Here’s more good news for children who read.  A Study by the New School for Social Research in New York revealed that reading quality fiction improves empathy. ( Novel Finding: Reading Literary Fiction Improves Empathy.)  This will not surprise avid readers or their parents.

51meGC4gxXL._SX324_BO1,204,203,200_Your child likely goes to school with someone like Albie.   No matter how hard he studies, he can’t pass the weekly spelling test, or read on grade level.   He never gets picked for sports team and sits alone in the cafeteria.

As Albie shares his story in Absolutely Almost, the reader learns that Albie’s parents are busy people with high expectations for their son.  Mom and Dad feel disappointed that Albie has been asked to leave his private school.  When his  father tells him that his grades are “unacceptable,”  Albie feels baffled because he tries so hard but his work is never good enough.

Albie  knows he is not a “cool kid.” A brief period of “popularity” followed by rejection by the same crowd only leaves him feeling more dejected

His new babysitter, Calista, finds new ways to help him study spelling and math, teaches him how to draw and counsels him on the social dynamics of fifth grade.  As a newcomer to New York City, she insists that Albie show her around. Albie may not be a whiz in the classroom but he  navigates his New York neighborhood.    Unfortunately, Calista often forgets that she is working for Albie’s parents and makes some unwise decisions.

Albie is an appealing character, resourceful and kind. When Calista breaks up with her boyfriend, Albie sneaks downstairs to buy her ice cream. He takes the blame for vandalism in his classroom to keep his friend Betsy out of trouble.

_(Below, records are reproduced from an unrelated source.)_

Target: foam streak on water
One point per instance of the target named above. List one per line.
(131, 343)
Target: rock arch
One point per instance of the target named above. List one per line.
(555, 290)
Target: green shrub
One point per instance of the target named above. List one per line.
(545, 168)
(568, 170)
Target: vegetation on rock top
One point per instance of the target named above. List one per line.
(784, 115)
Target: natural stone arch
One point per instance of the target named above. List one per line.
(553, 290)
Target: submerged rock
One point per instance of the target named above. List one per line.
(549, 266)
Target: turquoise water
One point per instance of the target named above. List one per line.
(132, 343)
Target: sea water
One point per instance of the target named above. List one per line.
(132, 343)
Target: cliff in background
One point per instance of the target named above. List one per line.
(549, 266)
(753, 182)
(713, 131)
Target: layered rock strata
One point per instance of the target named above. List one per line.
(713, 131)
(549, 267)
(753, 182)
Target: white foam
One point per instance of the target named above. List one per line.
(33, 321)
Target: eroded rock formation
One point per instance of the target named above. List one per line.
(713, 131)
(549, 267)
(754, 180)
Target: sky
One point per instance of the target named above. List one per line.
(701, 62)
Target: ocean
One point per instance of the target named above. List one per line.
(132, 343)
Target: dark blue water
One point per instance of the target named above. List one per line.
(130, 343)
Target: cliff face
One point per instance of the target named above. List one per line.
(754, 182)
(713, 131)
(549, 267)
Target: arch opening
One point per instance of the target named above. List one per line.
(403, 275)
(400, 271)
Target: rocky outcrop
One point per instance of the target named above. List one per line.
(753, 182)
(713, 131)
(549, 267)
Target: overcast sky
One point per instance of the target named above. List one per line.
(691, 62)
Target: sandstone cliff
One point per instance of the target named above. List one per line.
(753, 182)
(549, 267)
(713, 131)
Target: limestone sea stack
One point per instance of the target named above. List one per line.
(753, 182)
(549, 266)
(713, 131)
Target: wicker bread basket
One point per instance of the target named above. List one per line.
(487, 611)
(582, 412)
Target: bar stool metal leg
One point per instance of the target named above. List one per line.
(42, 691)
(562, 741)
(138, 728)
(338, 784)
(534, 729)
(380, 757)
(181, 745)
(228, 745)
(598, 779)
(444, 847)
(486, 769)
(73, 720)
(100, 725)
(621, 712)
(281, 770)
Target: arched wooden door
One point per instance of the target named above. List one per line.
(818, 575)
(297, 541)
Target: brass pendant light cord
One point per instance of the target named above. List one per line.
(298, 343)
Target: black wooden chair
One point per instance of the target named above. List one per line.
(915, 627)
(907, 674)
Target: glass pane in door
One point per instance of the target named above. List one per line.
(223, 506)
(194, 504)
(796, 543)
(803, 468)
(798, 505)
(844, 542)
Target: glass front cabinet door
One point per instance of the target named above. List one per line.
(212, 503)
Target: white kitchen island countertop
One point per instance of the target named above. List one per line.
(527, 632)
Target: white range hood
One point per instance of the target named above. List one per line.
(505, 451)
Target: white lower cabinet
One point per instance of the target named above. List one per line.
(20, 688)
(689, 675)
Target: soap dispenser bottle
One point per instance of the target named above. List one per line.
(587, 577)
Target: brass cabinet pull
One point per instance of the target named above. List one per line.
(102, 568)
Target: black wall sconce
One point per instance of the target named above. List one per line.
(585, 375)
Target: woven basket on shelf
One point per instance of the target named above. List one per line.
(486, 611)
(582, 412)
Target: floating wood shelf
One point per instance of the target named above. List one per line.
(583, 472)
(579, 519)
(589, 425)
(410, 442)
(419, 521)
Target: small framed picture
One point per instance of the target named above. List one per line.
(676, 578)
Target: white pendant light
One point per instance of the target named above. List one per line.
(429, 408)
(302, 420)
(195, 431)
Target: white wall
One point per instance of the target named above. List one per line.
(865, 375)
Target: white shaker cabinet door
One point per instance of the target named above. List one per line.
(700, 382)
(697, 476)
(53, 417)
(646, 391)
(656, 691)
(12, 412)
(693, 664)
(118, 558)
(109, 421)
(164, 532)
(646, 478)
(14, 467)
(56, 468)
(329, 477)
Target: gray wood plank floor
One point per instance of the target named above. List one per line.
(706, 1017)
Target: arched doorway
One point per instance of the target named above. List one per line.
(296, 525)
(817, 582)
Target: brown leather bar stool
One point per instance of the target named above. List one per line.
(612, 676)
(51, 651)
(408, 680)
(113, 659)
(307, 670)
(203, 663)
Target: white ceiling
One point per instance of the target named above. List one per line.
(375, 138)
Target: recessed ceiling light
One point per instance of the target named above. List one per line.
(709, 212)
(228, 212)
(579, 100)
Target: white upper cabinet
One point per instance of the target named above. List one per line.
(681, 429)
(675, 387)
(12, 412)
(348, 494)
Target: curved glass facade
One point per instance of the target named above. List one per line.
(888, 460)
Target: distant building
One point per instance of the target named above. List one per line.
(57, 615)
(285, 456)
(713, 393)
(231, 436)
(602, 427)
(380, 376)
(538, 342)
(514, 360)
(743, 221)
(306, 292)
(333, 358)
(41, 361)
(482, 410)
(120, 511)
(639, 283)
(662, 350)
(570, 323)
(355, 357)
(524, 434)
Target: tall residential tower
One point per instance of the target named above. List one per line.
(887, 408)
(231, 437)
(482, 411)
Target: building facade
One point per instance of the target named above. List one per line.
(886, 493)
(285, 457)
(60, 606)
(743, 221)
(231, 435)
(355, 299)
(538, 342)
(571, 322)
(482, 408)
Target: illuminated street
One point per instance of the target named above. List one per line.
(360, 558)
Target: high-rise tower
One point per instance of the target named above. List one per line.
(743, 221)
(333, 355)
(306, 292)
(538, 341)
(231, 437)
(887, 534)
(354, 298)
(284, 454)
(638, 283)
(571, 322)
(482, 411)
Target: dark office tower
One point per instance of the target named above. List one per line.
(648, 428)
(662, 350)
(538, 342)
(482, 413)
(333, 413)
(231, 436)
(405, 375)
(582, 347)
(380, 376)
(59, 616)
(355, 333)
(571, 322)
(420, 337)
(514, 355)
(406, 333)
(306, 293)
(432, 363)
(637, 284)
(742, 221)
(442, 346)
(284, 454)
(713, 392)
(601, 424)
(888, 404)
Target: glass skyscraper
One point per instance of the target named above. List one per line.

The reader can’t help but root for Albie. There are no simple solutions but his story ends on an optimistic note.   When his grandfather criticizes Albie’s grades, his dad defends his son.  Father and son work on a model airplane together.

Children will both identify and sympathize with Albie.  After seeing the world through Albie’s eyes for 320 pages, they will see some of their classmates with new eyes.  This is a great book for children in 3rd-6th grades.